Innate Lymphoid Cells in Mucosal Immunity

Abstract

Innate lymphoid cells (ILCs) are innate counterparts of T cells that contribute to immune responses by secreting effector cytokines and regulating the functions of other innate and adaptive immune cells. ILCs carry out some unique functions but share some tasks with T cells. ILCs are present in lymphoid and non-lymphoid organs and are particularly abundant at the mucosal barriers, where they are exposed to allergens, commensal microbes, and pathogens. The impact of ILCs in mucosal immune responses has been extensively investigated in the gastrointestinal and respiratory tracts, as well as in the oral cavity. Here we review the state-of-the-art knowledge of ILC functions in infections, allergy and autoimmune disorders of the mucosal barriers.

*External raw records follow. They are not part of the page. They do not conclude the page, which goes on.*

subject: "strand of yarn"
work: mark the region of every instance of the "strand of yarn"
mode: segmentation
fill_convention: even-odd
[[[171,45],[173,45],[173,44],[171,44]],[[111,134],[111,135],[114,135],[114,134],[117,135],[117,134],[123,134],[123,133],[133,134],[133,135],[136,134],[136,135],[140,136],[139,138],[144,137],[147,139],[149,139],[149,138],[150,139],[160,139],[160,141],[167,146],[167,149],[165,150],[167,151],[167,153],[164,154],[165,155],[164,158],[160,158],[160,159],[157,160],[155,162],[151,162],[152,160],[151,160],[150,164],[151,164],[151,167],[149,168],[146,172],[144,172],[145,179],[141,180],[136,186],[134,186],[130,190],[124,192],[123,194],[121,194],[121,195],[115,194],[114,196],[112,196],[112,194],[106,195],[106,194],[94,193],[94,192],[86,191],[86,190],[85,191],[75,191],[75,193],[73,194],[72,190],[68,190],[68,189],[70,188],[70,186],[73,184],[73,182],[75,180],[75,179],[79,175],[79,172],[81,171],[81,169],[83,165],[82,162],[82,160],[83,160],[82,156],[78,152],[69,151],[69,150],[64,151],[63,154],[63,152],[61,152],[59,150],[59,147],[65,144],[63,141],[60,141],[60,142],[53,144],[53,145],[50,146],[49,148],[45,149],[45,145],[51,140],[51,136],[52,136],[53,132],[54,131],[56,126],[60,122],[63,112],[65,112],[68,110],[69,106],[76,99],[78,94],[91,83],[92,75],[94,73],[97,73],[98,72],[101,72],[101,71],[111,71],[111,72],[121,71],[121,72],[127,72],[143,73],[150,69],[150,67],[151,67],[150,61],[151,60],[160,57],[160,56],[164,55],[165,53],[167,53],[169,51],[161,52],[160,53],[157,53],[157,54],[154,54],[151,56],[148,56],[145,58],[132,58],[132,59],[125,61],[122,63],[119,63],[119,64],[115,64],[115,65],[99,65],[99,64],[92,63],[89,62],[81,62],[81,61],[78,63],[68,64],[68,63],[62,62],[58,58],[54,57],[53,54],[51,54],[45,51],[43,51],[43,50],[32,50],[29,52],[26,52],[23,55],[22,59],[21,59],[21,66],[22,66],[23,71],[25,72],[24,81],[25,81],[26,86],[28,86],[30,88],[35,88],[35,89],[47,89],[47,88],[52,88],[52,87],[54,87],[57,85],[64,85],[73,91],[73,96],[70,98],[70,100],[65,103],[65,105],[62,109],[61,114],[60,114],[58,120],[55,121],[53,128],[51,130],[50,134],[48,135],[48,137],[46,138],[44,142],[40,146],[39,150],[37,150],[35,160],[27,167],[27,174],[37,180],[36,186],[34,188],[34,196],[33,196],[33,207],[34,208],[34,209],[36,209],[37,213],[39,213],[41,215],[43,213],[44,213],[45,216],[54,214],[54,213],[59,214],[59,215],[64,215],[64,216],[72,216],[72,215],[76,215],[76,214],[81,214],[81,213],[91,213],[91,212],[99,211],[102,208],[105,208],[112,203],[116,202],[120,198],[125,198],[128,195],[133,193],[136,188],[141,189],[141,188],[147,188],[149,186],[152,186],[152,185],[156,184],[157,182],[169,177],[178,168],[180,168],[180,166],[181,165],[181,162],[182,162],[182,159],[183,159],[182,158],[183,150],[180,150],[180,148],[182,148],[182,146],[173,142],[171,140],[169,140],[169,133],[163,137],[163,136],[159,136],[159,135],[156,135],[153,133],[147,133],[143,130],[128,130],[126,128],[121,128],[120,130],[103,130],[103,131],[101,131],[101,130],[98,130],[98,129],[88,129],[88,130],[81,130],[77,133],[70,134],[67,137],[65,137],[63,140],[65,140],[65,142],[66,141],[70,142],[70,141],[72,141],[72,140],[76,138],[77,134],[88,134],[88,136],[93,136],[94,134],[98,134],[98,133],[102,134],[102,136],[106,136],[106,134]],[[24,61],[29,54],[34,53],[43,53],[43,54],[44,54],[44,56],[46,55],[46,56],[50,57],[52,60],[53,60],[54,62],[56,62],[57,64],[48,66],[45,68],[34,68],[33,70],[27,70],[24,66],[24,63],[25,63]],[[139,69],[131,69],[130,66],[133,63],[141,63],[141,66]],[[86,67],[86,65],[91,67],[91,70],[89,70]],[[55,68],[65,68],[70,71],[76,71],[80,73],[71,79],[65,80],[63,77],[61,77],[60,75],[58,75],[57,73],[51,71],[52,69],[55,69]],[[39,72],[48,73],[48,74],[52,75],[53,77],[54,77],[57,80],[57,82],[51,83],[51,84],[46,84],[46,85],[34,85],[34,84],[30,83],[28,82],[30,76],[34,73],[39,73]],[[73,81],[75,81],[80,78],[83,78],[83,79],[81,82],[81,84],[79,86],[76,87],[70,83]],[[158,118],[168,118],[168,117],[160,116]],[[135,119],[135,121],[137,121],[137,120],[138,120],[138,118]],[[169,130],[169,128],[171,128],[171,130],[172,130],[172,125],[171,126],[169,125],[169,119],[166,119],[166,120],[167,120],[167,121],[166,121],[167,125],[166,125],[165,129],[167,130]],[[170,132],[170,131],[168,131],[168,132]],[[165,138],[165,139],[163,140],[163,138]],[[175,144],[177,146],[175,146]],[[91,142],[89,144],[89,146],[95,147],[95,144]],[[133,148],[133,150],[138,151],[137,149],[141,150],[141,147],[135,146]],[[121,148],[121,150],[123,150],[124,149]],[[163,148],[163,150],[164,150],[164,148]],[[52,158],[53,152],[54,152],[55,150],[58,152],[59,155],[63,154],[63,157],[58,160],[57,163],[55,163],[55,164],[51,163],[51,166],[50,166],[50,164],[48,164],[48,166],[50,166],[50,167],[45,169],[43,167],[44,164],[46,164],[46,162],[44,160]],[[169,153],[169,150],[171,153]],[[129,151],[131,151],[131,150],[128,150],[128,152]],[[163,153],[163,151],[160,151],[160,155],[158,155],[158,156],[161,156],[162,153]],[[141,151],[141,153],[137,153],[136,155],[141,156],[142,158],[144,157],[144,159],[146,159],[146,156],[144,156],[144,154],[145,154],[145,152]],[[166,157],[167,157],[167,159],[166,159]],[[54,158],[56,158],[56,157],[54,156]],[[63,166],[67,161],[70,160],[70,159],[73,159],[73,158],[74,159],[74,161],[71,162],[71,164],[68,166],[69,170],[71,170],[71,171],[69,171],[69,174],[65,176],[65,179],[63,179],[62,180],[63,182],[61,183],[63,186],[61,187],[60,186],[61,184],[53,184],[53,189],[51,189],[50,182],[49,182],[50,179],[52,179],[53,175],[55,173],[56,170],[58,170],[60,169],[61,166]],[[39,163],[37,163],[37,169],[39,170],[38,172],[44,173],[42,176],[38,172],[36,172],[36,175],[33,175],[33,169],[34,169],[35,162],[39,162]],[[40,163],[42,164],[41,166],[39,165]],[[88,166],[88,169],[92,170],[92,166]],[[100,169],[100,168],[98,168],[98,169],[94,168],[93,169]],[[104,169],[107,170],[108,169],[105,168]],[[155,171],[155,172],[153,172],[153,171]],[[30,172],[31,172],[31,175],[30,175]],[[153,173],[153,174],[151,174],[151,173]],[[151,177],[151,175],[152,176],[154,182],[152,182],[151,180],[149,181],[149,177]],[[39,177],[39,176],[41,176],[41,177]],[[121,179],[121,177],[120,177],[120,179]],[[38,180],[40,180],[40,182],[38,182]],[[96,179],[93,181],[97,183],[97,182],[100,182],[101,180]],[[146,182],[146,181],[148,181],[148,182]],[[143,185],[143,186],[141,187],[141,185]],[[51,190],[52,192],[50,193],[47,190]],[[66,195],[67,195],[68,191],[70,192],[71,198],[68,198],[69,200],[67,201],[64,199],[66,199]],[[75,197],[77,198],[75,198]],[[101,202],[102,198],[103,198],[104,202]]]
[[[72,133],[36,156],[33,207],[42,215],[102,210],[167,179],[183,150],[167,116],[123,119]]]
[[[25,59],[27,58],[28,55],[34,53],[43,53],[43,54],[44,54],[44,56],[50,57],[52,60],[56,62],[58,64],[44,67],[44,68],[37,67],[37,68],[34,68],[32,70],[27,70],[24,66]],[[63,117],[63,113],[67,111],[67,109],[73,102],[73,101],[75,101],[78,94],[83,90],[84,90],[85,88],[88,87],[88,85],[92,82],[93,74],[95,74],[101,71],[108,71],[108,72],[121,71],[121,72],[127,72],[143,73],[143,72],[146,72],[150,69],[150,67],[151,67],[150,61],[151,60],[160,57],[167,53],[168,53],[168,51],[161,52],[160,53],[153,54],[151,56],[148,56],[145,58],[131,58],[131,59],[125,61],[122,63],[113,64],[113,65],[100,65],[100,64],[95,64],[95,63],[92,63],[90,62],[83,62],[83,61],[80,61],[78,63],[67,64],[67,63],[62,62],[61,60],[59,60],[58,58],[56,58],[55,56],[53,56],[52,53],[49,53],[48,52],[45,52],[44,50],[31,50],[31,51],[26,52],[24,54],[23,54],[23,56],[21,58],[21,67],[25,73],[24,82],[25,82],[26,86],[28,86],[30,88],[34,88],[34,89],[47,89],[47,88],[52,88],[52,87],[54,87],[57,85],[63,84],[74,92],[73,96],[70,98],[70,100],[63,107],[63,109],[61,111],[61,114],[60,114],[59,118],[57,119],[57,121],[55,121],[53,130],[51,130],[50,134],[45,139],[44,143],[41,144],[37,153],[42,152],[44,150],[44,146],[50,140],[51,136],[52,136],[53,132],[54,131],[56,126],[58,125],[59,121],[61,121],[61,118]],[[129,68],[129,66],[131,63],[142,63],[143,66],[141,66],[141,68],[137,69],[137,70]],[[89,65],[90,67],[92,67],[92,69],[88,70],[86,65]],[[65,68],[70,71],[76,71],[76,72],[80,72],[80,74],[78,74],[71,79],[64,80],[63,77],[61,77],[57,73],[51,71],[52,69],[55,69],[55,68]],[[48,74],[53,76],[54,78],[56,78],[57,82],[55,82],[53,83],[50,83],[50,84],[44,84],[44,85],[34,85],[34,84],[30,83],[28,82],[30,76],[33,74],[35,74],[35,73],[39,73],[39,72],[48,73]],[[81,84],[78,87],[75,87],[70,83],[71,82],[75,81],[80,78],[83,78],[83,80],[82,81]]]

Keywords: COPD; IBD – Inflammatory bowel diseases; ILCs; NK cells; allergy and asthma; mucosal infections.

Figure 1

Role of ILCs in different mucosae. Different ILC subsets play beneficial and detrimental roles in different mucosae: protection against various infections, tolerance against innocuous antigens, induction of allergy, IBD, and cancer. NK cells and ILC1s block viral and intracellular bacterial infections by secreting IFN-γ. However, ILC1s promote COPD and IBD in respiratory and intestinal mucosa, respectively. ILC2s contribute to worm expulsion and tissue repair in both respiratory and intestinal mucosa during helminth infection. Further, these cells repair viral induced lung injury by secreting amphiregulin. On the other hand, ILC2s promote allergic inflammation in lung and nasal polyps. ILC3s play dual role in both respiratory and intestinal mucosa. These cells confer protection against extracellular bacterial infection by secreting IL-22 which induces production of anti-microbial peptides by epithelial cells. ILC3s block oral fungal infection in an IL-17-dependent manner. These cells also promote tolerance against commensal and dietary antigens through MHC-II mediated antigen presentation. However, inappropriate activation of ILC3s can play a detrimental role by instigating allergy in the respiratory mucosa, as well as IBD and cancer in the intestinal mucosa.

Figure 2

ILCs as potential therapeutic targets. Because of their various roles in promoting or attenuating pathogenesis, ILCs may be potential therapeutic target. Infiltration of NK cells into intestinal cancer is associated with better prognosis, therefore increasing NK cell infiltration and potentiating NK cell functions in tumors might be beneficial. Hyperactivation of both ILC1 and ILC3 promote COPD and IBD. Regulation of pathogenic cytokine production or antibody mediated depletion of these cells might be a potential treatment option. Similarly, antibodies targeting type-2 cytokines produced by ILC2 may be promising in the treatment of allergy and asthma patients. Both ILC2 and ILC3 ameliorate clinical symptoms and play protective roles in GVHD. Expansion of ILC2 and ILC3 numbers by therapeutic intervention might be helpful to control GVHD.